My first London Fashion Week was definitely a life changing experience. It turned my world upside down, helping me to develop and mature as a person and to take control of my career. I learnt many lessons from trivial but crucial survival skills such as eating a huge breakfast before starting your day (at fashion week both lunch and dinner do not exist) to important facts about the industry, for instance, Central Saint Martins breeds the most promising UK talent. Though by the end of the week my feet were covered in blisters, my brain going into overdrive unable to process so much information, the fashion week lifestyle was still so enticing and enthralling that I did not want to leave.
The second show I attended, by Krystof Stroznya, was up there with the most memorable of the week. After a confusion about which room we were to go to, my photographer, Laura, and I were rushed into the second catwalk by one of the event organisers. Perhaps it was this that gave us an apparent sense of elevated self-importance because next thing I know, I am being directed towards one of the best front row VIP seats. Acting as if this was just a regular day in the life, secretly hoping I would not be moved, I proudly took my seat and gleefully accepted the goody bag. Once the venue had filled up I began to notice people photographing the female next to me, though her face had an odd familiarity I could not recognise who she was. As time went on and more people asked her for pictures the realisation that this woman was clearly a celebrity had set in. Unfortunately, it was too late to say or do anything, so I sat there hoping someone would drop a hint as to who she was as the lights dimmed and the show began.
This show was one I had been particularly looking forward to after reading about the Polish born designer’s creations for the modern and empowered woman in Vogue and discovering that Stroznya had designed clothes for the likes of Natalia Vodianova. Luckily, Krystof did not disappoint. The collection stayed true to Stroznya’s signature sculptural dressing and flattery of the hour glass figure in the clean cut and geometrical, fitted dresses with soft drape detail.
For A/W the Central Saint Martins graduate took influence from the 19th century Robert Louis Stevenson story of Dr Jekyll and Mr Hyde.
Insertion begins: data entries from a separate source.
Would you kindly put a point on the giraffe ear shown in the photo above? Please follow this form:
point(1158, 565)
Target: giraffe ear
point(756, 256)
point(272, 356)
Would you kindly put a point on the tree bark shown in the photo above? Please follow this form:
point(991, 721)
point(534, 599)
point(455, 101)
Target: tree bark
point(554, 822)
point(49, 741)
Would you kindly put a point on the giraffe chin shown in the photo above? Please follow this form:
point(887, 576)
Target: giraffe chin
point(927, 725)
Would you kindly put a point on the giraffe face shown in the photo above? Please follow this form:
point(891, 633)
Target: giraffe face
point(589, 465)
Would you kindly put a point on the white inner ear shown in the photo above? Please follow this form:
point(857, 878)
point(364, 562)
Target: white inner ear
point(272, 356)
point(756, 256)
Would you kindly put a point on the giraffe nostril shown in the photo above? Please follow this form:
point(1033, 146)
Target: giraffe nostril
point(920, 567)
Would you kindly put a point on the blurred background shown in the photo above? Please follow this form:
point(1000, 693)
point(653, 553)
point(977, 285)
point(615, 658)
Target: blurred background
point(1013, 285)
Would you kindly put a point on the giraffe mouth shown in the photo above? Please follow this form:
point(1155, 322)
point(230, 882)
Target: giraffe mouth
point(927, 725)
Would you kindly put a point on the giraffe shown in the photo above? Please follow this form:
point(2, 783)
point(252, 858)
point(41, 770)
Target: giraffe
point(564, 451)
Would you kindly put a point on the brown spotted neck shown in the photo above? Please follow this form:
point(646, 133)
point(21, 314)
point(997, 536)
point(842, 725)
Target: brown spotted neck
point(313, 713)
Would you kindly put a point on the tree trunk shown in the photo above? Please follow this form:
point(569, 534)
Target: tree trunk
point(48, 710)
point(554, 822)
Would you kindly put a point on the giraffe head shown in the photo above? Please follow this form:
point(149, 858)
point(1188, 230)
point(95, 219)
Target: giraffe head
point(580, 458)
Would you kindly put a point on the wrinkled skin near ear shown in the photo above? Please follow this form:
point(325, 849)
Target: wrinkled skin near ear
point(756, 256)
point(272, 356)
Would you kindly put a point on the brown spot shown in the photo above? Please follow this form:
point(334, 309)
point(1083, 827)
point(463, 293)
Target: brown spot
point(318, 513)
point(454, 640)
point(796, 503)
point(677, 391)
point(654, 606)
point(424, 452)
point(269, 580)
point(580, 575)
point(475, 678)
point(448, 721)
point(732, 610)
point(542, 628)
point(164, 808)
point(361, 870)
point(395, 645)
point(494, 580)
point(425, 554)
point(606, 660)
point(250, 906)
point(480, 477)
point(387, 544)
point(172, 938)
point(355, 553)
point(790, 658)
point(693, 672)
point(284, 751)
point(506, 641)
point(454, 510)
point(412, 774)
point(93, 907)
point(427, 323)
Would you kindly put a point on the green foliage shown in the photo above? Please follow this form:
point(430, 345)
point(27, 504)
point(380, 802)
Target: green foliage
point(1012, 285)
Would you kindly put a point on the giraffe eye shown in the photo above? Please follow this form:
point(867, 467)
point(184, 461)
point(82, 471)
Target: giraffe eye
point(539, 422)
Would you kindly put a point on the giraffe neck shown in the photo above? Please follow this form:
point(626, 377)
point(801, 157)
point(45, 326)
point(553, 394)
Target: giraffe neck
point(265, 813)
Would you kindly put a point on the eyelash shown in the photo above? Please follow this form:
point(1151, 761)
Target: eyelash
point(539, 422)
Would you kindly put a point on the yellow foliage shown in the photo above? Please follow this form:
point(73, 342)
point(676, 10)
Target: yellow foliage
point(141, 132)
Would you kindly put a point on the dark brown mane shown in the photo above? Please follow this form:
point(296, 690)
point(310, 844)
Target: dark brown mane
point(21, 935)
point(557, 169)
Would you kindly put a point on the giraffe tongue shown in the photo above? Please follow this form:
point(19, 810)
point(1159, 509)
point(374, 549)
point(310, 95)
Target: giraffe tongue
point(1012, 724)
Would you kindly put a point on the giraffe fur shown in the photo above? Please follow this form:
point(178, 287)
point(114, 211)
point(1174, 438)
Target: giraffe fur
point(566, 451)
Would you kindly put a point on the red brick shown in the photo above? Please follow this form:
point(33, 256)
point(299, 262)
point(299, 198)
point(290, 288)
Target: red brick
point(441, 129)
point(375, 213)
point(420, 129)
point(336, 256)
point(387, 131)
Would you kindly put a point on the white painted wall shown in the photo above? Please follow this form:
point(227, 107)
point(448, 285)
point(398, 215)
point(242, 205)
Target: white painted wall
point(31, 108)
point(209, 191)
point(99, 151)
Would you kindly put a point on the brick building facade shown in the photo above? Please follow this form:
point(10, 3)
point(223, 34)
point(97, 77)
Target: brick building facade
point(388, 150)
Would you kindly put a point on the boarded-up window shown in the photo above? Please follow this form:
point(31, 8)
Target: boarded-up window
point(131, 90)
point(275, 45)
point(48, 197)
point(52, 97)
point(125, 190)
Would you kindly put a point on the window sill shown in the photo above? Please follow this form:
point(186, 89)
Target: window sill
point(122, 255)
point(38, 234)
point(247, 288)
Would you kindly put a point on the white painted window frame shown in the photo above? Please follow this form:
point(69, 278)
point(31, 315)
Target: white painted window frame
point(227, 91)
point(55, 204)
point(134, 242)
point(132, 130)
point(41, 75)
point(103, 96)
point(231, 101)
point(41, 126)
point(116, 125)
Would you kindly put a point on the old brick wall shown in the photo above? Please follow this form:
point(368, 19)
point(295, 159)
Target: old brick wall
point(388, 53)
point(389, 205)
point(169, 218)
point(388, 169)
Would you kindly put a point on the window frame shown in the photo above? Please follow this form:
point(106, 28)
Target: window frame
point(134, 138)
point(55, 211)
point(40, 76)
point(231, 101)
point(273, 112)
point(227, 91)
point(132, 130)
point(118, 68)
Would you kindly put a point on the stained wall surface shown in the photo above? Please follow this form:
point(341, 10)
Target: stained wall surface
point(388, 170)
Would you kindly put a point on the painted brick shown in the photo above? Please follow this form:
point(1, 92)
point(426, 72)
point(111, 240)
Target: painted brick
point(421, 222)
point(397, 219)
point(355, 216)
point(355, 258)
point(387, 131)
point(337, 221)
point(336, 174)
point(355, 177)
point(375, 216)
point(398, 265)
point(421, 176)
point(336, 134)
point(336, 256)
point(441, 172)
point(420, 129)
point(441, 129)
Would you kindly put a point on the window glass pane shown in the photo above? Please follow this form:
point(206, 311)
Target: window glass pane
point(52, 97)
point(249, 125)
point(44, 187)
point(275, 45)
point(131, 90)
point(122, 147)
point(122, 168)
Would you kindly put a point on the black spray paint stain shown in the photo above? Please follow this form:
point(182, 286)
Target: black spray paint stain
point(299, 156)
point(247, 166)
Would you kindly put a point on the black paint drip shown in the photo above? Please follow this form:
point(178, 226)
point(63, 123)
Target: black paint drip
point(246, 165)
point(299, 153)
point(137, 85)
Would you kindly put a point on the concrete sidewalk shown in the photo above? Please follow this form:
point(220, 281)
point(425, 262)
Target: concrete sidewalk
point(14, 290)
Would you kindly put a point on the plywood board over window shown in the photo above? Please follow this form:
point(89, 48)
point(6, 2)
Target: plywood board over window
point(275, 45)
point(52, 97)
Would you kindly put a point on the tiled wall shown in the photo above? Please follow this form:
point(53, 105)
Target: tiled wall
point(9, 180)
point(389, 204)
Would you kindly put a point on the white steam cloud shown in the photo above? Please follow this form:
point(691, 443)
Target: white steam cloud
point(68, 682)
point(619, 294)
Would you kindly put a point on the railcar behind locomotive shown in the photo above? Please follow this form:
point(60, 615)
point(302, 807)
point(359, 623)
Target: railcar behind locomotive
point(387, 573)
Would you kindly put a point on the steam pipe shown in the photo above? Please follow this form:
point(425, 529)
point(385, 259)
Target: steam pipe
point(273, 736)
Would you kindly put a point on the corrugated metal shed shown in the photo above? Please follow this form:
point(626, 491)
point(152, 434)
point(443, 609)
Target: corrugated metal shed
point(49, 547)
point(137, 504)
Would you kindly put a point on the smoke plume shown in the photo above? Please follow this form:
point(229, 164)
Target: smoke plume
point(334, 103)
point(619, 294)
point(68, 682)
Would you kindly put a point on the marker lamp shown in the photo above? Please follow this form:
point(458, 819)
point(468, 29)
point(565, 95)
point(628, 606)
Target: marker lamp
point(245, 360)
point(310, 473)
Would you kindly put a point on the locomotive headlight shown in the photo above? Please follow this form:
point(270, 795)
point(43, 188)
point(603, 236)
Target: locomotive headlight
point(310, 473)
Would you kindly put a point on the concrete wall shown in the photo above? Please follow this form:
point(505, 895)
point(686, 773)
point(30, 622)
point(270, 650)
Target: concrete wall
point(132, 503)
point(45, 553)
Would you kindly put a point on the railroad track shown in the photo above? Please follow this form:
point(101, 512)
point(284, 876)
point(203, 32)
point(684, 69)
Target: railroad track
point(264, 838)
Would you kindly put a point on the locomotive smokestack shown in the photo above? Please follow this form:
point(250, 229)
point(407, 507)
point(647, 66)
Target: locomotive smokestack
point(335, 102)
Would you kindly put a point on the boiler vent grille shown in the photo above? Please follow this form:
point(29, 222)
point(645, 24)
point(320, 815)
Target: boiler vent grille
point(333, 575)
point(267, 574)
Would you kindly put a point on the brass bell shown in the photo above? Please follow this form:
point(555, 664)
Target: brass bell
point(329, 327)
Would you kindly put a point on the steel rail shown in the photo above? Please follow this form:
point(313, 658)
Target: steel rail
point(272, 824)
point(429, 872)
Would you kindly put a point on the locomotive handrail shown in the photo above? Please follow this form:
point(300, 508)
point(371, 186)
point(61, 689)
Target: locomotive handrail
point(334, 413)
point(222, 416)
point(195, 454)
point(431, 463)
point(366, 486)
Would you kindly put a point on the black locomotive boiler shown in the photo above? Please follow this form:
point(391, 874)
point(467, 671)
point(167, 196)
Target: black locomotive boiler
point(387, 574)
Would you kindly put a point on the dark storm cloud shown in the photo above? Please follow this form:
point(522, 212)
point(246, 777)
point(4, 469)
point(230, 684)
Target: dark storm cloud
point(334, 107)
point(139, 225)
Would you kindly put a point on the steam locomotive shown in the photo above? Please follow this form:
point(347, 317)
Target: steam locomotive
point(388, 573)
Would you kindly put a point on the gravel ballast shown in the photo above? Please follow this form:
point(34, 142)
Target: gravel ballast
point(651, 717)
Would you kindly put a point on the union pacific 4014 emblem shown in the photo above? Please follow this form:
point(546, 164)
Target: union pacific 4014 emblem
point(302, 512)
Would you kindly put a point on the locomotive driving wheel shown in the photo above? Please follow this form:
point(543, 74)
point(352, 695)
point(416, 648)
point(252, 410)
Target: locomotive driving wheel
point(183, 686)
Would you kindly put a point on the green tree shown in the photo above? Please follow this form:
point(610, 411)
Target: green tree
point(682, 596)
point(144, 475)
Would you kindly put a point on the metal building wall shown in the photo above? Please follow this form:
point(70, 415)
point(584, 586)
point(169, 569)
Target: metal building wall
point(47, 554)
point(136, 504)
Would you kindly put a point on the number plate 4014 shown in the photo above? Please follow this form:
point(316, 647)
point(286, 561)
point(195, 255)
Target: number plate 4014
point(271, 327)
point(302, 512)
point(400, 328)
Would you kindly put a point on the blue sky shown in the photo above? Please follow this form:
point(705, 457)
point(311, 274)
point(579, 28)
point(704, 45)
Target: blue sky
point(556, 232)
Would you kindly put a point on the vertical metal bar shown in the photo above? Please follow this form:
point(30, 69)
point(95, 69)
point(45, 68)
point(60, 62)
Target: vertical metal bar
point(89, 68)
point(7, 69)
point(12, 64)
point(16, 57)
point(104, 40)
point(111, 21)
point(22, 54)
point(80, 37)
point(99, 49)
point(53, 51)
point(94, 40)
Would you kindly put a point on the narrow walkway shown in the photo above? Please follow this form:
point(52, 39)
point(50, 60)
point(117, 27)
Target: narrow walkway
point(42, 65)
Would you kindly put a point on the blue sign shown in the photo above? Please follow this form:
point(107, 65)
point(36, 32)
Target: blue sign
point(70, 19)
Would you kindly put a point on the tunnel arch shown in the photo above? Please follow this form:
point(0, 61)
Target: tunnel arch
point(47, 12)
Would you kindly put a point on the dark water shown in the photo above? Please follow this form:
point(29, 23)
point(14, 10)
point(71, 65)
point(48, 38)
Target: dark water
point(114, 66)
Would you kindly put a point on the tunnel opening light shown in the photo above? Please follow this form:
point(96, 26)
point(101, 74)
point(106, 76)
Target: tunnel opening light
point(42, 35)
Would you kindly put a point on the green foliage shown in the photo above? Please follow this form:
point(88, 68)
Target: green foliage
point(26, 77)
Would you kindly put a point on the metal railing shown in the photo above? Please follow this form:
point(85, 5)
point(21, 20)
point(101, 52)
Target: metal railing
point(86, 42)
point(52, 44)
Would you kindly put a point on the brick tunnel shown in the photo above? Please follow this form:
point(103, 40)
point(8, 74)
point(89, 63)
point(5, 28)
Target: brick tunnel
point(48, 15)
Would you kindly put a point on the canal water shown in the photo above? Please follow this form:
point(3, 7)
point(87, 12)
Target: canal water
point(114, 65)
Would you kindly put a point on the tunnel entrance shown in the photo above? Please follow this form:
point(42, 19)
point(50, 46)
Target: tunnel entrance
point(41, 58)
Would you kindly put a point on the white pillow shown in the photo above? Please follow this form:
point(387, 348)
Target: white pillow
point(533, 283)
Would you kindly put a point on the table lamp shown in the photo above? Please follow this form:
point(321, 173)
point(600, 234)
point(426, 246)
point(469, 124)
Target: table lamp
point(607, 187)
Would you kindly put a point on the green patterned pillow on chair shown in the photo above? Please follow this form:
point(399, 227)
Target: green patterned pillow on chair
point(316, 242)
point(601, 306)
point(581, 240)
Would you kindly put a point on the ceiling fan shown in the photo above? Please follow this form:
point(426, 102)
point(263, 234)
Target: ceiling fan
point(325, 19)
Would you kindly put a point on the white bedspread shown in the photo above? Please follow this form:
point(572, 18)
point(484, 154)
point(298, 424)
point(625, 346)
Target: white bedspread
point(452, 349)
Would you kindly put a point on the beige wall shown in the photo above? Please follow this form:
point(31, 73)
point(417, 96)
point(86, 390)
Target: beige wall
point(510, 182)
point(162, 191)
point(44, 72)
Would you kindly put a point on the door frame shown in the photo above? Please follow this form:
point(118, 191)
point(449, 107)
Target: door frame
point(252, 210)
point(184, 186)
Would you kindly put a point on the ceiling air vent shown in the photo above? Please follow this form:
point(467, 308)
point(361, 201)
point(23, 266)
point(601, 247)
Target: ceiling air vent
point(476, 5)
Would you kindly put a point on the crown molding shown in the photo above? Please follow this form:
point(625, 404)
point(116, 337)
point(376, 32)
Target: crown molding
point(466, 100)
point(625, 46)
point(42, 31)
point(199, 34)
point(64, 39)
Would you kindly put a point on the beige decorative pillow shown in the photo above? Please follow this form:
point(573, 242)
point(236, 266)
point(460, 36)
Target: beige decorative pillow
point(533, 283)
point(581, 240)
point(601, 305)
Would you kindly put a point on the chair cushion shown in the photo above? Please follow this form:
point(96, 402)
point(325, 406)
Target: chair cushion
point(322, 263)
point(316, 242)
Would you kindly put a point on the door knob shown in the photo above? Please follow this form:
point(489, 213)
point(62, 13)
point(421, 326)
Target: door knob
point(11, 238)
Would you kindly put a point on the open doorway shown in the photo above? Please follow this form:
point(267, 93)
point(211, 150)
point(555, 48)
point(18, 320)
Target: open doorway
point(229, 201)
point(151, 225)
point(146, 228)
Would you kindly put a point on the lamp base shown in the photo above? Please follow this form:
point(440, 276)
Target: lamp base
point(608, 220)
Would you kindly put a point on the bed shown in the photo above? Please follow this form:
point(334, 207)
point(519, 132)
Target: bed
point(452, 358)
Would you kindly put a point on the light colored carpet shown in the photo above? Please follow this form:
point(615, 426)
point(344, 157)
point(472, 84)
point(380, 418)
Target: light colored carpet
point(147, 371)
The idea of dual personalities shone through in the use of contrasting sheer and leather panels and of dark colours with soft pastels. The leather black and navy blue colourings, inspired by the night sky, formed the basis of the collection and emulated the misanthropic midnight creature of Mr Hyde. The appearance of nude in the lining of the several zipped pockets on a leather jacket and addition of split skirts, capes and material chokers to match the silk dresses reflected the split between the respectable persona of Dr Jekyll and the angst of Mr Hyde.
One piece which stood out above the rest was a floor length, long sleeved silk evening dress. The pastel pink garment physically showed the split between Jekyll and Hyde in the addition of sky blue silk layered across half the upper torso and sleeve of the dress. The piece, like many others in the collection, oozed with mystery and promiscuity in the use of a drop neckline and split skirt, transforming pieces from daywear to evening wear.
As the show came to an end, so did my curiosity as the male behind me had the courage to ask the mysterious celebrity if she really was Amelle from the Sugarbabes or just a look-a-like.